Re: Best way to generate a git tree containing only a subset of commits from another tree?

[Date Prev][Date Next][Thread Prev][Thread Next][Date Index][Thread Index]

 




On Thu, 23 Mar 2006, Andreas Ericsson wrote:
> 
> <sidenote>
> I've never understood what orthogonal means in this sense. "at a right angle"
> as in flagging for attention or the exactly counter-productive to what one
> should use?
> </sidenot>

No.
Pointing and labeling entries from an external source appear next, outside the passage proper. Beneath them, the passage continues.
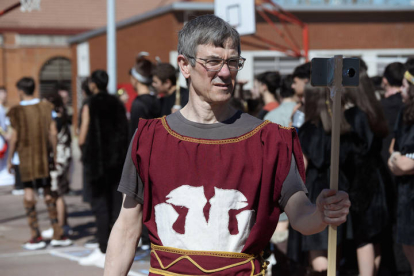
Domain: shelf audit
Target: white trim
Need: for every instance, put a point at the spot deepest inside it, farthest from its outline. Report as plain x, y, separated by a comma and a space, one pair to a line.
42, 40
140, 77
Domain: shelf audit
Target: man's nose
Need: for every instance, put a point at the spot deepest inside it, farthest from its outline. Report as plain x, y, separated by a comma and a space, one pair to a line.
224, 71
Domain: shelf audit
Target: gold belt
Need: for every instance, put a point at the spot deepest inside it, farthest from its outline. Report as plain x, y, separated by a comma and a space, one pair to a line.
185, 256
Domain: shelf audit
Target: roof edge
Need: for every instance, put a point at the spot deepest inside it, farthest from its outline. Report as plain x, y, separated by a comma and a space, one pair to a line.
193, 6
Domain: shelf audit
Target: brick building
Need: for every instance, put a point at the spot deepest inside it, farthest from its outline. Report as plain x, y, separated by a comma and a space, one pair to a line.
378, 32
70, 36
36, 44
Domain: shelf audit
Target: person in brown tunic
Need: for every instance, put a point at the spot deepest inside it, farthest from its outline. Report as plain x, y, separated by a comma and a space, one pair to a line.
33, 135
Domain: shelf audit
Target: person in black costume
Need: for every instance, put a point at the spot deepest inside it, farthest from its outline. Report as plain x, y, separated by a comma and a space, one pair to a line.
368, 176
392, 101
164, 80
104, 139
146, 105
315, 139
401, 163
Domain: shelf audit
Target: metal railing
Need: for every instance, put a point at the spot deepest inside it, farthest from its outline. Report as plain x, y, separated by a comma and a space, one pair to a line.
345, 2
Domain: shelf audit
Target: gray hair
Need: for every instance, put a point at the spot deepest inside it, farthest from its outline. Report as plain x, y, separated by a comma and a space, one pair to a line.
205, 30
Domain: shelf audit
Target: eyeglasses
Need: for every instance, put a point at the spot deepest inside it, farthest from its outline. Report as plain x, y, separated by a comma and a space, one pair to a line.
215, 64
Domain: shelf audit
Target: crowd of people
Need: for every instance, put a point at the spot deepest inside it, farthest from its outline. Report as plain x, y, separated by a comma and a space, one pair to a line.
376, 160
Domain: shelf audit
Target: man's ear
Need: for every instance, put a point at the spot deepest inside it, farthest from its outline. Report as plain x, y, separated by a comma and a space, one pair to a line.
184, 66
384, 81
168, 82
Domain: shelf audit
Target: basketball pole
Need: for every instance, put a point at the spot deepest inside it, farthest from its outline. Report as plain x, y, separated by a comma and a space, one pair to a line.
336, 93
111, 46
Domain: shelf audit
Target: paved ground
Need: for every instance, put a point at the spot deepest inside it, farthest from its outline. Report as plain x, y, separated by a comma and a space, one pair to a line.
15, 261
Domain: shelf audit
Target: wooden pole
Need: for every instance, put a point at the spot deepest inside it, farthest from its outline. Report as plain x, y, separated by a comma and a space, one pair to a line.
336, 89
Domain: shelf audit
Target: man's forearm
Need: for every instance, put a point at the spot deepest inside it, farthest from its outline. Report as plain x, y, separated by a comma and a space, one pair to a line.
12, 145
309, 221
405, 164
122, 245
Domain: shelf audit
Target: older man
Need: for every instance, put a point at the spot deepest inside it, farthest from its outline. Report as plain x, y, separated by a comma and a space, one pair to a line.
208, 181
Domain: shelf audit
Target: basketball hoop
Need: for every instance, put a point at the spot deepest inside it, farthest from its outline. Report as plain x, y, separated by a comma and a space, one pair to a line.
29, 5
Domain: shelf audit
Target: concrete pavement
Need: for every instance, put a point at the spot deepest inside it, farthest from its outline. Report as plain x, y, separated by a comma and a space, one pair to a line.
14, 231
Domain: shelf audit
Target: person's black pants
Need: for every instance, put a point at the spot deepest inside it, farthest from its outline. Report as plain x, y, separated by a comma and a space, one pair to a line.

Orthogonal in math may be literally "straight angle", but in 
non-geometric speak it means "independent" or "statistically unrelated".

See 

	http://wordnet.princeton.edu/perl/webwn?s=orthogonal

and the two first definitions in particular.

Ie two issues (or, in this case, "branches") are orthogonal if they have 
nothing in common - they fix two totally independent things.

This is, btw, totally consistent with the geometric meaning of the word. 
Two vectors are orthogonal if they have no common component: the dot 
product is zero (ie the projection of one vector onto another is the null 
vector).

So if you see two lines of development as being "vectors" from a common 
source, when they have nothing in common, they are orthogonal.

Of course, the development space is neither three-dimensional nor 
euclidian, so it's a strange kind of vector, but still ;)

		Linus
-
: send the line "unsubscribe git" in
the body of a message to majordomo@xxxxxxxxxxxxxxx
More majordomo info at  http://vger.kernel.org/majordomo-info.html

[Index of Archives]     [Linux Kernel Development]     [Gcc Help]     [IETF Annouce]     [DCCP]     [Netdev]     [Networking]     [Security]     [V4L]     [Bugtraq]     [Yosemite]     [MIPS Linux]     [ARM Linux]     [Linux Security]     [Linux RAID]     [Linux SCSI]     [Fedora Users]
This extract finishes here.